The White House wants to reach out to the 20 million Arab Facebook users, using features on the site to promote the speech and Obama's message. The White House also plans to use MySpace, Twitter and YouTube.
The speech will be streamed live on the White House Web site and fully translated transcripts will be posted in 13 different languages.
The State Department will enable people to register to receive live text messages about the speech in four languages -- English, Arabic, Urdu and Persian -- and allow them to send feedback by text that will be posted on the department's Web site.
The speech comes as Obama juggles several critical foreign policy challenges in the region including the Israeli-Palestinian conflict, curbing Iran's nuclear ambitions, unrest in Pakistan and the wars in Iraq and Afghanistan.
Obama has met with key leaders from the region over the last several weeks, sitting down first with King Abdullah in April and then newly elected conservative Israeli Prime Minister Benjamin Netanyahu and Palestinian Authority President Abbas last month.
White House officials said that the speech will address how the United States can work with its allies in the region on these issues.
Obama is not expected to outline a detailed plan for a Middle East peace process, but he said last week that he will not shy away from making reference to the ongoing conflict between the Israelis and the Palestinians.
"Certainly the issue of Middle East peace is something that is going to need to be addressed. It is a critical factor in the minds of many Arabs in countries throughout the region," Obama said.
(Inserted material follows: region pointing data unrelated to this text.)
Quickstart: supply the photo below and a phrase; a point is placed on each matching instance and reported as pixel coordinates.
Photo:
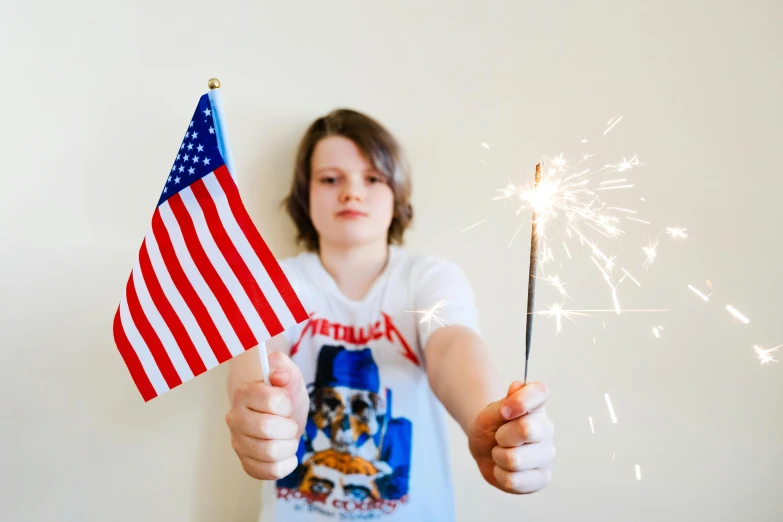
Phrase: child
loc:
(352, 424)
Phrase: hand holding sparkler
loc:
(512, 440)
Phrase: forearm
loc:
(461, 373)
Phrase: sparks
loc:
(628, 274)
(567, 252)
(475, 225)
(677, 233)
(611, 125)
(764, 355)
(611, 410)
(555, 281)
(695, 291)
(429, 315)
(736, 313)
(651, 252)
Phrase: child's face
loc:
(351, 203)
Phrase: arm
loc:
(509, 434)
(266, 422)
(461, 373)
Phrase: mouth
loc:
(351, 214)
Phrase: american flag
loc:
(205, 286)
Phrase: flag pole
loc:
(225, 151)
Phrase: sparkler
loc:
(531, 283)
(431, 314)
(764, 355)
(563, 191)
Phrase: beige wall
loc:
(95, 96)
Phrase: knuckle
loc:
(526, 428)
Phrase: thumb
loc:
(282, 370)
(519, 400)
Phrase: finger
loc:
(264, 450)
(269, 470)
(522, 482)
(516, 385)
(281, 369)
(530, 428)
(524, 457)
(268, 427)
(259, 397)
(525, 400)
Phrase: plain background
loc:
(96, 96)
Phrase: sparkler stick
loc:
(531, 283)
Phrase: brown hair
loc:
(380, 148)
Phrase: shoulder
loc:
(298, 268)
(420, 268)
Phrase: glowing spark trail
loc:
(431, 315)
(764, 355)
(611, 125)
(471, 226)
(677, 233)
(627, 273)
(736, 313)
(651, 252)
(705, 297)
(611, 410)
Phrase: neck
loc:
(354, 268)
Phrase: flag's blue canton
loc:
(198, 155)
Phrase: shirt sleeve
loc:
(443, 297)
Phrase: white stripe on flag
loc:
(199, 285)
(178, 303)
(248, 254)
(160, 326)
(221, 265)
(141, 349)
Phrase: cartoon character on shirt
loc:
(352, 447)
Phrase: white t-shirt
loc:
(375, 446)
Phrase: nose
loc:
(353, 190)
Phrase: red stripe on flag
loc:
(132, 361)
(210, 275)
(234, 259)
(186, 290)
(259, 246)
(150, 337)
(170, 317)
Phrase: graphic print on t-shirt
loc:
(354, 457)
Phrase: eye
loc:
(332, 403)
(321, 486)
(359, 407)
(357, 492)
(376, 178)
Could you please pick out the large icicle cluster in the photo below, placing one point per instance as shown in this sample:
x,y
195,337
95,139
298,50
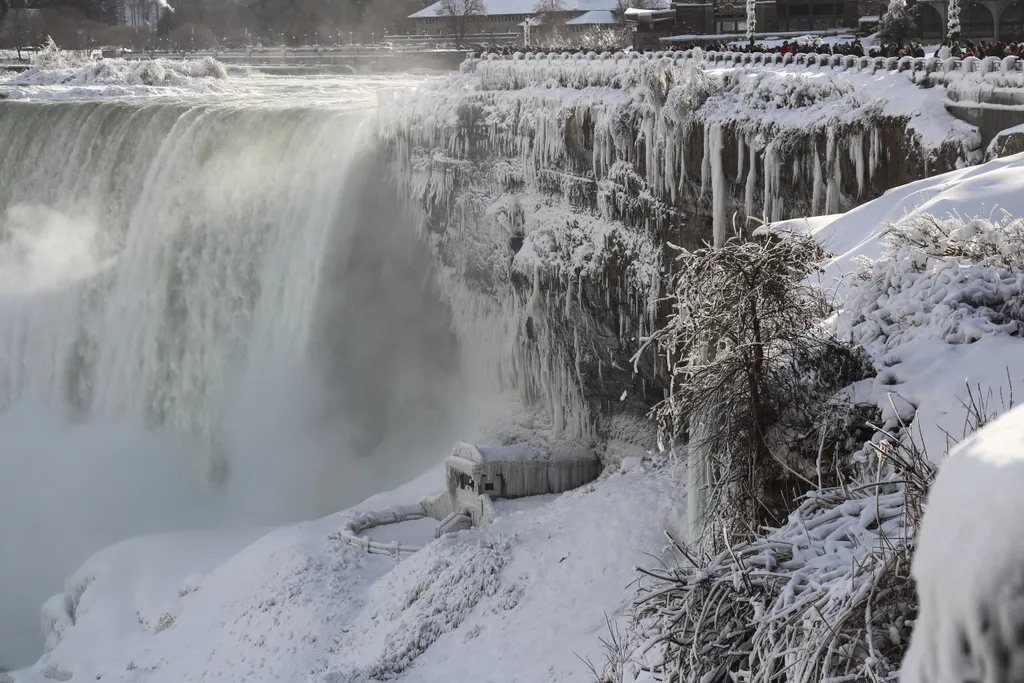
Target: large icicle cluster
x,y
548,185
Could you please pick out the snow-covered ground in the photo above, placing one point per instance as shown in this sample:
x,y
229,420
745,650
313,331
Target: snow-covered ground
x,y
930,352
514,601
525,597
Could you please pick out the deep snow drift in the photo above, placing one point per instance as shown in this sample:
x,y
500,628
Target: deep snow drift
x,y
209,315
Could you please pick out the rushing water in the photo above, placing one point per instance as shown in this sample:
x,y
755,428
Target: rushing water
x,y
212,310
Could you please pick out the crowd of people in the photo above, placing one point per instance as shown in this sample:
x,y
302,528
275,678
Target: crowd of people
x,y
952,48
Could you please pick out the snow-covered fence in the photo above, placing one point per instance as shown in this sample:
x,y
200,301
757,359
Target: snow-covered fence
x,y
1008,72
350,530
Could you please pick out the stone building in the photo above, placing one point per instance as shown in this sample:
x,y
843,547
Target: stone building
x,y
726,19
517,20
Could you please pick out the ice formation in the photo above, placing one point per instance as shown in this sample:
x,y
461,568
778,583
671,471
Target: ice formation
x,y
548,182
51,66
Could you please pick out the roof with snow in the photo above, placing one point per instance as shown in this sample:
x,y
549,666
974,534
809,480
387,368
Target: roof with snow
x,y
516,453
493,7
594,16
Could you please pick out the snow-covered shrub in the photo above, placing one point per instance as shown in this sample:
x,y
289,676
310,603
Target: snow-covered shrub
x,y
951,279
897,25
751,369
826,597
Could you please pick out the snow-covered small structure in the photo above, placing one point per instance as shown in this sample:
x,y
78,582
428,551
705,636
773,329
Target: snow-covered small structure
x,y
478,474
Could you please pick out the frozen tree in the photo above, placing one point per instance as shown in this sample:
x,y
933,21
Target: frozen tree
x,y
952,23
750,367
897,25
459,14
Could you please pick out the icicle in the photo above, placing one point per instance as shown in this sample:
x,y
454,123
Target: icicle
x,y
857,157
718,187
818,184
835,177
706,162
876,153
752,179
740,154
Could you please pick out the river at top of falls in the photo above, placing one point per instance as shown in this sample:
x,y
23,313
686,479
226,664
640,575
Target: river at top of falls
x,y
212,311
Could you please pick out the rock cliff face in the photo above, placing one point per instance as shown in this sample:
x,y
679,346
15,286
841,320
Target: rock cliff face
x,y
551,188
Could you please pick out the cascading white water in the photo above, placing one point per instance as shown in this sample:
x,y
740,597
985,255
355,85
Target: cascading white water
x,y
224,290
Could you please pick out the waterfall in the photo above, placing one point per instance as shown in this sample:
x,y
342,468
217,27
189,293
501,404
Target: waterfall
x,y
200,292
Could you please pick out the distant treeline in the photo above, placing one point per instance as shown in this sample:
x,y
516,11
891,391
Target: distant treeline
x,y
201,24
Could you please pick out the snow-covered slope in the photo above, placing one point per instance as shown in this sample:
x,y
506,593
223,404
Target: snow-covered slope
x,y
514,601
968,566
924,319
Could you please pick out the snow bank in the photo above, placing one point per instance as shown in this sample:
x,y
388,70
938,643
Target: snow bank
x,y
968,564
514,601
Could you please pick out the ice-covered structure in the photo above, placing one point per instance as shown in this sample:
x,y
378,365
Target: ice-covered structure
x,y
477,474
550,183
969,564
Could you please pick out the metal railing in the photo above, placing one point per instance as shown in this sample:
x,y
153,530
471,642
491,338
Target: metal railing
x,y
983,66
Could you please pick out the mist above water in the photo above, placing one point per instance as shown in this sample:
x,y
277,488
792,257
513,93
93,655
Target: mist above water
x,y
209,315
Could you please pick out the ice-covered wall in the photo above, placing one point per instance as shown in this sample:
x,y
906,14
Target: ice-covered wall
x,y
550,184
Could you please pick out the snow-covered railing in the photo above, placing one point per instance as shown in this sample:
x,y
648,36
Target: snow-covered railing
x,y
350,530
1008,72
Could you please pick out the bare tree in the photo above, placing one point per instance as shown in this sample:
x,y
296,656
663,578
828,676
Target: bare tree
x,y
460,13
750,369
897,25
Recent polling shows that while public opinion of the United States has improved in the Middle East, Obama still has substantial work to do to restore America's influence and reputation in the region.
New Gallup polls conducted in 10 Arab countries and the Palestinian territories show double-digit gains in the approval ratings of the United States in eight countries, including Egypt and Saudi Arabia.
Approval of U.S. leadership is up 19 points in Egypt from this time last year and 17 points in Saudi Arabia, but only a quarter of Egyptians (25 percent) and a third of Saudis (29 percent) gave the United States high marks.
White House officials said the speech should not be seen as an endorsement of Egyptian President Hosni Mubarak's government, but noted that Egypt represents the heart of the Arab world and Obama can address issues like democracy and human rights in a broad sense.